Mais il y a quelques semaines, j'ai appris que Copa est depuis peu une filiale de Continental, qui est une compagnie tout à fait respectable et je me suis dit que Copa ne devait donc pas avoir que des vieux coucous! Le gros problème de Copa, c'est le prix à payer pour qu'Espéranto puisse voyager avec moi. Sur le site internet, si on respecte le règlement à la lettre, la taxe est de 75US$. Lorsque j'ai appelé la compagnie, la personne m'a annoncé la somme de 100US$. Puis, lorsque je suis allé à l'agence de Lima, la dame m'a dit 119US$, comme si les employés de Copa jouaient à «qui dit plus». En arrivant à l'aéroport, j'étais prêt à ce que le gars du comptoir me demande 150US$ et me fasse des histoires à cause du vélo. Il n'en a rien été!

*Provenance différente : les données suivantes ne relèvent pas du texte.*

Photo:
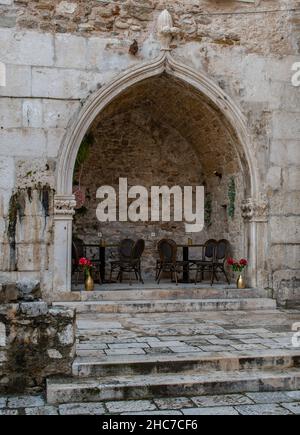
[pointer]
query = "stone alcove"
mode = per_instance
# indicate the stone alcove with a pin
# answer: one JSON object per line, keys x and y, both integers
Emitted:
{"x": 212, "y": 118}
{"x": 162, "y": 132}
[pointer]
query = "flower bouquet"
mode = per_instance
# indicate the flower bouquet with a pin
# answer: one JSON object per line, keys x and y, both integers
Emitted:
{"x": 238, "y": 266}
{"x": 87, "y": 268}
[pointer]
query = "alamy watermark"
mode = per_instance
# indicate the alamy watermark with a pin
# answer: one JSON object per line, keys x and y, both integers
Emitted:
{"x": 296, "y": 335}
{"x": 296, "y": 75}
{"x": 2, "y": 74}
{"x": 133, "y": 205}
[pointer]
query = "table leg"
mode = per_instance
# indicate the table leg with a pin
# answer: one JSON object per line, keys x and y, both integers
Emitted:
{"x": 186, "y": 272}
{"x": 102, "y": 264}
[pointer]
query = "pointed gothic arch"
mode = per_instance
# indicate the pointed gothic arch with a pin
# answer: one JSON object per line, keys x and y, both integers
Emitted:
{"x": 165, "y": 63}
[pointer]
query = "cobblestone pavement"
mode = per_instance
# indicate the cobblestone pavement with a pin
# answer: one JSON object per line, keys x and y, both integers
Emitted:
{"x": 280, "y": 403}
{"x": 103, "y": 335}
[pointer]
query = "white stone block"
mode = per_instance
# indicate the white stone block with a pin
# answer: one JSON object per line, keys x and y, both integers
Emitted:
{"x": 29, "y": 142}
{"x": 66, "y": 336}
{"x": 32, "y": 113}
{"x": 54, "y": 141}
{"x": 2, "y": 335}
{"x": 70, "y": 51}
{"x": 58, "y": 114}
{"x": 18, "y": 82}
{"x": 285, "y": 229}
{"x": 7, "y": 173}
{"x": 292, "y": 178}
{"x": 10, "y": 113}
{"x": 26, "y": 47}
{"x": 285, "y": 203}
{"x": 54, "y": 354}
{"x": 285, "y": 152}
{"x": 65, "y": 7}
{"x": 64, "y": 83}
{"x": 286, "y": 125}
{"x": 258, "y": 86}
{"x": 274, "y": 177}
{"x": 109, "y": 55}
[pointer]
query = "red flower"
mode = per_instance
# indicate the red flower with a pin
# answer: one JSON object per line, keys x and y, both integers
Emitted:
{"x": 83, "y": 262}
{"x": 243, "y": 262}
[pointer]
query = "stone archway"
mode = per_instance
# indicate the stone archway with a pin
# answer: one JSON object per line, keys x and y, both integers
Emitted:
{"x": 255, "y": 209}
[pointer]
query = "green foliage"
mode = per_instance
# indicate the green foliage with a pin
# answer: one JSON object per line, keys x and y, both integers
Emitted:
{"x": 232, "y": 197}
{"x": 208, "y": 209}
{"x": 84, "y": 151}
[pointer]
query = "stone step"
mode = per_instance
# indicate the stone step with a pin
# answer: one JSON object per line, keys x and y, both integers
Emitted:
{"x": 169, "y": 306}
{"x": 183, "y": 363}
{"x": 76, "y": 390}
{"x": 158, "y": 293}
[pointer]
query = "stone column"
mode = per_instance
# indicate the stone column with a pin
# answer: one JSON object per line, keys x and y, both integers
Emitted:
{"x": 64, "y": 210}
{"x": 256, "y": 215}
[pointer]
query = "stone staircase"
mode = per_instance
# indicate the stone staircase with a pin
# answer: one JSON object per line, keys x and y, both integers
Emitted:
{"x": 141, "y": 344}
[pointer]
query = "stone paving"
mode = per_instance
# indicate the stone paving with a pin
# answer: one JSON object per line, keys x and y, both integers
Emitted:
{"x": 281, "y": 403}
{"x": 103, "y": 335}
{"x": 136, "y": 337}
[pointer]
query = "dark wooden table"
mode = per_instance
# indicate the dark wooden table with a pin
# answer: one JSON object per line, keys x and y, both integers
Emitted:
{"x": 102, "y": 256}
{"x": 186, "y": 257}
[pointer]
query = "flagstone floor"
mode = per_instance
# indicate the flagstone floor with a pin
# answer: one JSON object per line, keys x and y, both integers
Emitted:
{"x": 124, "y": 336}
{"x": 101, "y": 335}
{"x": 281, "y": 403}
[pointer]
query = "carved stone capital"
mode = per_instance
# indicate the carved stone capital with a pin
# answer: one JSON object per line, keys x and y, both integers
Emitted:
{"x": 166, "y": 30}
{"x": 256, "y": 210}
{"x": 64, "y": 206}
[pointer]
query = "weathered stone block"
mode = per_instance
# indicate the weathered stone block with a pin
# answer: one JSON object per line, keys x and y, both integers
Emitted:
{"x": 285, "y": 152}
{"x": 274, "y": 178}
{"x": 58, "y": 114}
{"x": 32, "y": 113}
{"x": 18, "y": 81}
{"x": 70, "y": 51}
{"x": 29, "y": 289}
{"x": 33, "y": 348}
{"x": 54, "y": 141}
{"x": 63, "y": 83}
{"x": 285, "y": 229}
{"x": 291, "y": 179}
{"x": 22, "y": 142}
{"x": 10, "y": 113}
{"x": 286, "y": 125}
{"x": 26, "y": 48}
{"x": 33, "y": 309}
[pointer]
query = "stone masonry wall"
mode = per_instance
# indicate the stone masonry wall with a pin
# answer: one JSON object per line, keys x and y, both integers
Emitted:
{"x": 134, "y": 138}
{"x": 59, "y": 53}
{"x": 35, "y": 342}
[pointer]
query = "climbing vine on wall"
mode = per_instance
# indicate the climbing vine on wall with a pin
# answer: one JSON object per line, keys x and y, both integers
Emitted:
{"x": 82, "y": 156}
{"x": 208, "y": 209}
{"x": 231, "y": 197}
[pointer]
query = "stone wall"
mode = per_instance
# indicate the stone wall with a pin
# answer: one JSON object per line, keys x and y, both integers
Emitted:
{"x": 143, "y": 137}
{"x": 59, "y": 53}
{"x": 35, "y": 342}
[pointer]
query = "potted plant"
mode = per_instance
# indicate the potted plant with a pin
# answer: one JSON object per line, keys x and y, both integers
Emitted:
{"x": 238, "y": 266}
{"x": 87, "y": 268}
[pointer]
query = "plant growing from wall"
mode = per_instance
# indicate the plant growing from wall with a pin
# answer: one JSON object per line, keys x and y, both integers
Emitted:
{"x": 231, "y": 197}
{"x": 82, "y": 156}
{"x": 208, "y": 209}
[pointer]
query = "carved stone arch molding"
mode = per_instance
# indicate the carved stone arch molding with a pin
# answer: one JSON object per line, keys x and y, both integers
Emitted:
{"x": 64, "y": 200}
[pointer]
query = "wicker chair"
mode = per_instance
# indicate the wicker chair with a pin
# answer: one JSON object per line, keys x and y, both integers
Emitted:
{"x": 221, "y": 254}
{"x": 133, "y": 264}
{"x": 207, "y": 262}
{"x": 168, "y": 262}
{"x": 125, "y": 251}
{"x": 78, "y": 251}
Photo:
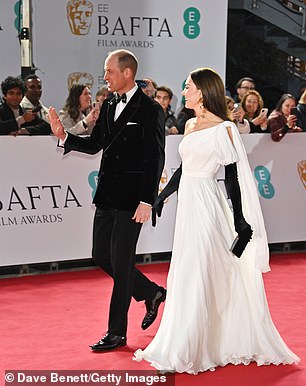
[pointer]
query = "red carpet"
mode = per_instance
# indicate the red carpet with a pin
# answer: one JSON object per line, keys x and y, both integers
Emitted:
{"x": 48, "y": 321}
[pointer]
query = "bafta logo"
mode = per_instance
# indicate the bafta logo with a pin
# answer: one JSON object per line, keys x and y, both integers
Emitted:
{"x": 301, "y": 167}
{"x": 79, "y": 15}
{"x": 80, "y": 78}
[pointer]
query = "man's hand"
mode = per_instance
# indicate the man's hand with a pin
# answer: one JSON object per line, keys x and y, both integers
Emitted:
{"x": 142, "y": 213}
{"x": 56, "y": 124}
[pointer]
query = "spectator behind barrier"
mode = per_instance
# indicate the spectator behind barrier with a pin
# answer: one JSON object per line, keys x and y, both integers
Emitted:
{"x": 164, "y": 97}
{"x": 281, "y": 120}
{"x": 301, "y": 112}
{"x": 243, "y": 85}
{"x": 252, "y": 103}
{"x": 31, "y": 99}
{"x": 77, "y": 117}
{"x": 13, "y": 119}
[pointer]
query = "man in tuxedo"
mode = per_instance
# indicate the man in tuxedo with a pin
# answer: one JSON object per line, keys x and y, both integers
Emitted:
{"x": 130, "y": 130}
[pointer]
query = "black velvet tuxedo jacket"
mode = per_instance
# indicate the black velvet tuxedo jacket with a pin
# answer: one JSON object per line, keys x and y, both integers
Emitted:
{"x": 9, "y": 124}
{"x": 133, "y": 152}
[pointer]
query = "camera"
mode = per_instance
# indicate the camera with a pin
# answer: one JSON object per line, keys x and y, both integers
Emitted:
{"x": 141, "y": 83}
{"x": 264, "y": 111}
{"x": 36, "y": 109}
{"x": 294, "y": 111}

Des aéroports, j'en ai fait. Des avions, j'en ai pris. Mais Copa a innové! Lorsque je me suis présenté avec mon gros carton, le gars n'a pas eu l'air surpris. Il a pesé la boîte d'Espéranto puis il m'a dit 119US$. Comme c'était le prix annoncé à l'agence et qu'il y avait une queue monstre derrière moi, je n'ai pas fait le chiant et j'ai payé. Puis il m'a demandé 30US$ supplémentaires (taxe bidon obligatoire uniquement si l'on quitte le Pérou depuis l'aéroport de Lima. Ne me demandez pas pourquoi, je n'en sais rien). Bref, en une minute j'ai déboursé 150US$ et je me suis retrouvé avec un porte-monnaie anorexique. Mais Espéranto était accepté dans le même avion que moi sans histoire, alors bon...

Une fois que le cher Monsieur de chez Copa a eu recompté ses sous, il a commencé à pianoter sur son PC... et la machine a planté. Il a trifouillé un moment pour essayer de continuer sur le même computer, puis comme la file d'attente commençait à ressembler aux meilleurs bouchons des grandes artères de Lima, il s'est résolu à aller sur une autre machine. Quelques minutes plus tard il est réapparu et m'a demandé si je n'avais pas 3 soles. J'allais le questionner savoir si c'était pour s'acheter un croissant pour son goûter, lorsqu'il m'a tendu une liasse de dollars en me disant «there must be 120US$». J'ai dû faire une drôle de tête parce que «Monsieur Copa» m'a tout de suite expliqué que la compagnie me faisait cadeau du transport d'Espéranto (youpiiiiiiiiiiiiiiiii), mais pas de la taxe d'aéroport, d'où les 3 soles, équivalents à 1US$. Je lui ai donné 3 soles, j'ai repris mes 120US$... Et mon porte-monnaie a repris du bide, pour ma plus grande satisfaction! Je me demandais seulement si Espéranto allait arriver en même temps que moi étant donné la brièveté de la correspondance à Panama City. Quelle ne fut donc pas ma joie en apercevant mon carton à Los Angeles! (Oui, parce que si j'ai commencé ce post dans les airs, je le finis sur terre).

Bref, le voyage s'est très bien passé... Enfin, jusqu'à la sortie de l'aéroport où j'ai dû me rendre à l'évidence que, vous allez rire, c'est l'hiver! Fini le short et le tee-shirt, fini la piscine et les nuits fenêtre ouverte. Il va falloir ressortir la veste et les gants, le collant et les surchaussures! Il paraît que ces températures ne sont pas normales à LA. Mais si l'on regarde vers l'est, on aperçoit des sommets enneigés, ce qui ne présage pas de grosse chaleur. Comme tout s'est bien passé avec Copa, je me demande si je ne vais pas aller à l'agence pour me renseigner sur les vols en direction de la Colombie (n'est-ce pas Claudia!)!